Farmland Leases: General Variables to Consider

Lee R. Schroeder indicated in a recent column at the The Lima (Ohio) News Online that, “Many farm leases are year-to-year verbal leases, despite many potential pitfalls. A written farmland lease does not need to be lengthy or be prepared by an attorney. However, I have found that effective farmland leases include at least four components.

First, the landlord and the tenant should be defined.”

“[I]f the current owner of the land owns the land through a life estate or under a life lease, the lease’s landlord should be defined to include the people who would own the land if the current owner dies before the lease terminates.”

Mr. Schroeder added that, “Second, the character of the lease should be defined. Traditionally, there were two types of farmland leases: cash rent and crop-share. A cash rent lease is usually structured as a payment or series of payments from the tenant to the landlord in exchange for the tenant’s ability to raise crops and keep all revenue earned from those crops.”

“In crop-share leases, the landlord has traditionally paid the real estate taxes and half of the cost of inputs such as seed, fertilizer and herbicides. The tenant would provide all labor and pay the other ‘share’ of input expenses. The annual crop would be split between the landlord and the tenant.”

Mr. Schroeder pointed out that, “Recently, ‘hybrid leases‘ have become more prevalent. These leases usually include a base cash rent and bonuses to the landlord for good yields, good crop prices or both. A tricky part of hybrid leases is that the bonus calculation can be confusing or hard to verify.”

Last week’s update noted that, “Third, the duration of the lease should be specified in the lease.
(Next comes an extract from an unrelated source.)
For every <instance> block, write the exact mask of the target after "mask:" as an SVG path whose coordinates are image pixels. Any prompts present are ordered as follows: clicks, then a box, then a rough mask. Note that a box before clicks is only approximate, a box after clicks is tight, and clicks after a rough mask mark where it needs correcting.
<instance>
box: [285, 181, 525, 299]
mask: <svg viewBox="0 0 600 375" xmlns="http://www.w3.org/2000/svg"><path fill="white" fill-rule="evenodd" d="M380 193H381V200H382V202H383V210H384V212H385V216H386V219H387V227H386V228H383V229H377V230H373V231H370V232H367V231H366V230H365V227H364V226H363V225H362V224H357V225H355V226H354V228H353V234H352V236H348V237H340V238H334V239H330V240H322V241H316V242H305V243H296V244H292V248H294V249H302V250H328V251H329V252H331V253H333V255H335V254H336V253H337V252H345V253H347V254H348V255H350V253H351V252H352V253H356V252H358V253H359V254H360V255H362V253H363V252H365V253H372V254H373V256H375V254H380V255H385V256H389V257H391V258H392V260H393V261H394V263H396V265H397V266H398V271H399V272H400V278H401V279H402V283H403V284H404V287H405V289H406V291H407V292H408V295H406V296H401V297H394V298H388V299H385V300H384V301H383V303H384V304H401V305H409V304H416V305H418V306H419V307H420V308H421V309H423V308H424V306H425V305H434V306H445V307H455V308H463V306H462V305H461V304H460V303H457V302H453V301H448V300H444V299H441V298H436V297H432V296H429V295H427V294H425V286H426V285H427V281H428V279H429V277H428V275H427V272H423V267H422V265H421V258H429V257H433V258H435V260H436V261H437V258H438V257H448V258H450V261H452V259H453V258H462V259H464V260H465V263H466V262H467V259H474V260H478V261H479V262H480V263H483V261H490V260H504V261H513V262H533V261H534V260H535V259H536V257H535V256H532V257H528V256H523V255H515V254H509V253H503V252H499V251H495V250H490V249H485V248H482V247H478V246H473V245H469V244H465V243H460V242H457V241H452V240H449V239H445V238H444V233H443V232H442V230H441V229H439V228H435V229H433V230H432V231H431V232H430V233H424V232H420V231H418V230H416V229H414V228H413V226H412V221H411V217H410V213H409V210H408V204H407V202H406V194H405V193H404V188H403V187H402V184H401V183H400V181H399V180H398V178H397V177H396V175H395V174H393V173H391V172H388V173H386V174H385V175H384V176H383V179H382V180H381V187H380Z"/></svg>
The lease should have a definite end date or unquestionably clear automatic renewal provisions. Such clarity allows tenants to conduct advance marketing of grain and make timely orders and purchases of inputs for the following year. This also gives landlords income and expense certainty in budgeting their enterprises.

Fourth, the lease should set forth the rent amount or rent formula, along with specific rent-due dates in cash rent leases.”